La questione più intricata è la proposta sulla prescrizione che, come dice il presidente M5S della Commissione Giustizia Mario Perantoni, ““il Movimento valuterà senza preclusioni, in modo costruttivo e propositivo, qualsiasi integrazione che garantisca lo spirito e gli obiettivi della norma Bonafede, che deve restare ferma. Un processo deve sempre concludersi, in tempi ragionevoli, con una sentenza definitiva di merito contro ogni impunità. È un principio importante dello Stato di diritto e della civile convivenza”.

Insomma, una riforma che proprio non vuole vedere la luce del sole e che, già nel pomeriggio di ieri, ha messo in evidenza quanto fosse ancora necessaria una mediazione per sminare la discussione in Cdm ed evitare una clamorosa spaccatura con tanto di voto contrario del M5S.

Le modifiche dovrebbero essere fatte in direzione di una prescrizione processuale, ossia legata ai tempi del processo e non ai tipi di reato, con alcuni correttivi. Infatti, se la riforma dovesse passare così, se non si completa l’appello entro due anni o la Cassazione in un anno, l’intero processo dovrebbe essere annullato.

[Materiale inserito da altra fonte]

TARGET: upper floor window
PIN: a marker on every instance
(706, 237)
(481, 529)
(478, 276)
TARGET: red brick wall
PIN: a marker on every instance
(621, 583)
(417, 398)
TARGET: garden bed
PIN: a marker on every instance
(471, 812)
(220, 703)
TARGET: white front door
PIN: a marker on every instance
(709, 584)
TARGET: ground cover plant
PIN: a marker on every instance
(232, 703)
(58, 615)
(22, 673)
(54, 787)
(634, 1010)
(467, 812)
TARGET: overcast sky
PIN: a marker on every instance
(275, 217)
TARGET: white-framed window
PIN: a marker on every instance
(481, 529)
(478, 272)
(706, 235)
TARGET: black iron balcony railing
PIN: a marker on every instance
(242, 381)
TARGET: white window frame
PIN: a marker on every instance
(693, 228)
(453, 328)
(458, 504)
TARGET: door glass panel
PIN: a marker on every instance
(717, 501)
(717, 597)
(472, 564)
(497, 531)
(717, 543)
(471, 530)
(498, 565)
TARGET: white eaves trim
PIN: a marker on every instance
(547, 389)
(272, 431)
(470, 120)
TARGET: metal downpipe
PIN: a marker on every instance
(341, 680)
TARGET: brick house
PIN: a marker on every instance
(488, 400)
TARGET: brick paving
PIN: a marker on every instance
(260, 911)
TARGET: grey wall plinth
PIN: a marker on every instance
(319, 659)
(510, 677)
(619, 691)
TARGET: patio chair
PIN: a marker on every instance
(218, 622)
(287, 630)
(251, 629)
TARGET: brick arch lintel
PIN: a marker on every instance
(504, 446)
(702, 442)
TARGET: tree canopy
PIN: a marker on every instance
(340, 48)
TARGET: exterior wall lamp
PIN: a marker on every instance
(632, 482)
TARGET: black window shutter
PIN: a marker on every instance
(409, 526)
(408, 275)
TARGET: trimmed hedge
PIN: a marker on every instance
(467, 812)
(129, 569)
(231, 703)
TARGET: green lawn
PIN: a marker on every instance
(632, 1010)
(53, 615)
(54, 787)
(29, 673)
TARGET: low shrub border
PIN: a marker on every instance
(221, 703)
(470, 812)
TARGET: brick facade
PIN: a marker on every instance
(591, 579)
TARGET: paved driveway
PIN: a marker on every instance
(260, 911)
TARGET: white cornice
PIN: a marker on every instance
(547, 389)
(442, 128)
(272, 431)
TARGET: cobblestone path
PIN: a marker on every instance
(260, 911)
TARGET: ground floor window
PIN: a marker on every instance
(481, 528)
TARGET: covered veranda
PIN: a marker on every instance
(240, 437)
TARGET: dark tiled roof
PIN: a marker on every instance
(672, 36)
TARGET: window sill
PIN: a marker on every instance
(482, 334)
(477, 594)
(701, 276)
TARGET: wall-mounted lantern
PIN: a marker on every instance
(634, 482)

Ieri le trattative si sono arenate, ma la riforma della Cartabia viene predisposta per stabilire oltre al ritorno parziale della prescrizione, il reset della durata delle indagini preliminari, il contingentamento della obbligatorietà dell’azione penale e l’incentivo al ricorso ai riti alternativi.

La soluzione sarebbe quella di introdurre, riguardo alle indagini, dei termini brevi che verranno controllati dal giudice per le preliminari e che darà un tempo massimo di sei mesi dal momento in cui la persona viene iscritta nel “registro degli indagati”, che saranno diciotto per i casi più gravi. La proroga potrà essere una e di massimo sei mesi e solo nei casi più complessi.

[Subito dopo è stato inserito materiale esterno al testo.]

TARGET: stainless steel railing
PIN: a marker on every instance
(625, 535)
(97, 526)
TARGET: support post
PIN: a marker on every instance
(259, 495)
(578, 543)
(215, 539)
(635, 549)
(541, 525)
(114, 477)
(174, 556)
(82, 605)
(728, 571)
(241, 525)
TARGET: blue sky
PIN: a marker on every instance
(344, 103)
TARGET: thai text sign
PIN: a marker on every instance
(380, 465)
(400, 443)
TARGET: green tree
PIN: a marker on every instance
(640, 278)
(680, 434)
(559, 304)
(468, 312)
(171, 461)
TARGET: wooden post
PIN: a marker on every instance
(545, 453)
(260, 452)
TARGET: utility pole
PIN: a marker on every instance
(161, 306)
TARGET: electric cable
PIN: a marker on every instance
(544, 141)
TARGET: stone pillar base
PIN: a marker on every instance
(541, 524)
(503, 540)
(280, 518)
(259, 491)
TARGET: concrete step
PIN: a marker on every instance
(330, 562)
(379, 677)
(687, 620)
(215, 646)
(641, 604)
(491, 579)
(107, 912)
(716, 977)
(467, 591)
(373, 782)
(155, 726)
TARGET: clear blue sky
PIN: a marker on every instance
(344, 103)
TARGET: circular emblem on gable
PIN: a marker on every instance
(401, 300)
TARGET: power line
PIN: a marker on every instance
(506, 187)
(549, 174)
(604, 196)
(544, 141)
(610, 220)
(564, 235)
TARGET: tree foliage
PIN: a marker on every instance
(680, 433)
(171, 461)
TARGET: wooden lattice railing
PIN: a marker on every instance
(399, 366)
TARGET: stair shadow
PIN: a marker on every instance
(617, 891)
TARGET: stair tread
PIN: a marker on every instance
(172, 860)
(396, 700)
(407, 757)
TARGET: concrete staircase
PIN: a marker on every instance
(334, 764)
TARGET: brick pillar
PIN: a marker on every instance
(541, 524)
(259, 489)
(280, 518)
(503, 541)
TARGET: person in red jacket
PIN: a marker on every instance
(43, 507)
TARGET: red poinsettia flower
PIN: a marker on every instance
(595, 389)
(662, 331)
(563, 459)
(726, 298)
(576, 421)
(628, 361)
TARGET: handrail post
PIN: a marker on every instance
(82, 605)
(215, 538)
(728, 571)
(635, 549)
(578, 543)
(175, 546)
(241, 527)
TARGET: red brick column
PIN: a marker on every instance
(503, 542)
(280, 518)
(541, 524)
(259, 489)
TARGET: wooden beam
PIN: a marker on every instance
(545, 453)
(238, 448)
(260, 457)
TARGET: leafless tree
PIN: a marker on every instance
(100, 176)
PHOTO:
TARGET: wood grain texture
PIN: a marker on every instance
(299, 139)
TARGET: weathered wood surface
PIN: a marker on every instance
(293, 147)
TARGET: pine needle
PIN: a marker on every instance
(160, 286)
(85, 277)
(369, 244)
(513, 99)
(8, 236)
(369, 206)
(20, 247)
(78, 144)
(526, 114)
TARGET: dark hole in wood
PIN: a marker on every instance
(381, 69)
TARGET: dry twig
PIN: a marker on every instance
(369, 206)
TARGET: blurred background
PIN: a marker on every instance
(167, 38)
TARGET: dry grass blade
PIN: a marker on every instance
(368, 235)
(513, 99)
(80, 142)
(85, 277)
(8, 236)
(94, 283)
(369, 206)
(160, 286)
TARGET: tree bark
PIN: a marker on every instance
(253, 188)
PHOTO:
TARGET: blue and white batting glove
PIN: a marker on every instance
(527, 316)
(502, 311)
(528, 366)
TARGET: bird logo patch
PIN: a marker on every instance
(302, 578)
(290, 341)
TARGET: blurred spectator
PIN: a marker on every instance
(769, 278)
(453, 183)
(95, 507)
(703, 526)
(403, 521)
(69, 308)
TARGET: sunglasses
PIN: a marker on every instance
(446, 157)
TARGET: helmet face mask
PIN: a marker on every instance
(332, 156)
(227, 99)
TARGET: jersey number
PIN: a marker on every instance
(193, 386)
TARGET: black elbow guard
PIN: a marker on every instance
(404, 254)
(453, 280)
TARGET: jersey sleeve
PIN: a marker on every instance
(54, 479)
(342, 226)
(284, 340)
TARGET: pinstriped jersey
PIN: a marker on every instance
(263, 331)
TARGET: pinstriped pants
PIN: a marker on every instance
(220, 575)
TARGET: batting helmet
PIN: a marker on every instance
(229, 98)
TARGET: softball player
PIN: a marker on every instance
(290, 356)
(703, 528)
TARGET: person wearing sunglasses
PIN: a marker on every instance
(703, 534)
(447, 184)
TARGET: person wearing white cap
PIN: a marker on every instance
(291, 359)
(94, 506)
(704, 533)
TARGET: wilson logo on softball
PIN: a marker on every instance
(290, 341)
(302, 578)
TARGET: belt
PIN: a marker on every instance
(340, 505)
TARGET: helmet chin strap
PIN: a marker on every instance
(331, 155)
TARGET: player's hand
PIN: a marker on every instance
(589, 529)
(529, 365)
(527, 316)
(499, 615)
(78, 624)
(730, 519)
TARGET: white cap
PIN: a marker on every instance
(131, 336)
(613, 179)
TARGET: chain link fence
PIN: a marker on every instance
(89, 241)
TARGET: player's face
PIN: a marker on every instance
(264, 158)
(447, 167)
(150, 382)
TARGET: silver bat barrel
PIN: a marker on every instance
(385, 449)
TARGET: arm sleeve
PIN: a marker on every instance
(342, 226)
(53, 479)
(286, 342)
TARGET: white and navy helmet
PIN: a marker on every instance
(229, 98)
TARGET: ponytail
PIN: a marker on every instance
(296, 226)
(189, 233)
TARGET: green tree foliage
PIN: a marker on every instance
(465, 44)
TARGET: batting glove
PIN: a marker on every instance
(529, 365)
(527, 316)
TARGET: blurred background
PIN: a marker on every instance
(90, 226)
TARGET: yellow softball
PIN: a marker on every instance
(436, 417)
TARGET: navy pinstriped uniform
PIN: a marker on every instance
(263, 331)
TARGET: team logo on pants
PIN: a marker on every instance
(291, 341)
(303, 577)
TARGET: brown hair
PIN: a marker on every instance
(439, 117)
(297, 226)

Alla scadenza il giudice potrà chiedere al pubblico ministero di prendere le sue decisioni sul destino del fascicolo, chiedendo il rinvio a giudizio o archiviando.

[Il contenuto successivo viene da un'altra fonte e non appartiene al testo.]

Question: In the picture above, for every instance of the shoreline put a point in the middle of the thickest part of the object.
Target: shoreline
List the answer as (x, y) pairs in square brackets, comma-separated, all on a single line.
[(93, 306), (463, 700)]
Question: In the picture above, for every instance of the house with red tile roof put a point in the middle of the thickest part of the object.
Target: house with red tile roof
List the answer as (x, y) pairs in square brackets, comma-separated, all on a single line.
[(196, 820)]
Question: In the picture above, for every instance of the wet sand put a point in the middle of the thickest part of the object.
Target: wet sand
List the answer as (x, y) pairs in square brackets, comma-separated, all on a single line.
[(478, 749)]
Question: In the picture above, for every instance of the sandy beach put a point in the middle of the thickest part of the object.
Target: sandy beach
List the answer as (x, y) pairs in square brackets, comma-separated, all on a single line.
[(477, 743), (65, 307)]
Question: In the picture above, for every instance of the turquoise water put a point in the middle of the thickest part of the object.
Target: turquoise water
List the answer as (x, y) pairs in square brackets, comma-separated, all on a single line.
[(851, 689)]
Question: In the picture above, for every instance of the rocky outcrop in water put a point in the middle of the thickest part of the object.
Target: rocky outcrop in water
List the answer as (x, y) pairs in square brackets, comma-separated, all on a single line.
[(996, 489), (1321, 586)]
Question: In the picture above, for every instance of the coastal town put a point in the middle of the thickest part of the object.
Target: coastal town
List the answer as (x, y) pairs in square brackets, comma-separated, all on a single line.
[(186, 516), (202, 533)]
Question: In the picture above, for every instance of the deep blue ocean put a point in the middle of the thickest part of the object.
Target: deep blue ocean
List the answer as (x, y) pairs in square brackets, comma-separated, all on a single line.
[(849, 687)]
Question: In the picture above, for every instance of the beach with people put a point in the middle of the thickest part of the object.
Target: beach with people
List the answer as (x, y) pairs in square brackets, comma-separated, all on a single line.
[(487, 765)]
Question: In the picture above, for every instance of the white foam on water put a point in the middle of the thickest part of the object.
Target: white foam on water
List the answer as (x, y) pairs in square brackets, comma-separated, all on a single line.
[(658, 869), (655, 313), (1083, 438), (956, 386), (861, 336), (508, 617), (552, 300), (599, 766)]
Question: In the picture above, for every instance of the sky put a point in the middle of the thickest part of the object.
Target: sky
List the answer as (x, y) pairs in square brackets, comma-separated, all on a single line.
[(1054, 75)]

La conferma di questa riforma, mette un freno ai continui rinvii a giudizio, anche se, sicuramente, le indagini verranno fatte in maniera meno accurata.

Ma, anche se i più pessimisti pensano che in alcuni casi nei procedimenti verranno incentivati i patteggiamenti anche per i reati più gravi e che ci sarà molta più gente che la farà franca, sarà un sacrificio da attuare per avere una giustizia più celere e ineluttabile, anche perché in Italia, a differenza che negli States dove vige la legge “Ne bis in idem” non due volte per la stessa cosa, fortunatamente si possono riaprire i processi.

Ci sono persone che passano una vita inseguendo una giustizia che il più delle volte arriva in ritardo o non arriva proprio. E’ un vero scandalo vedere alcuni processi che durano più di 30 anni; e, molto spesso, assistiamo ad innocenti perseguitati dai media che subiscono la gogna mediatica ai quali viene rovinata la vita o vittime che cercano una verità che in molti casi neanche può essere assaporata. Una giustizia più prolissa, anche se più puntigliosa, non serve a niente se non ad intasare il sistema e a rendere i processi delle vere e proprie agonie. Avanti con la Riforma!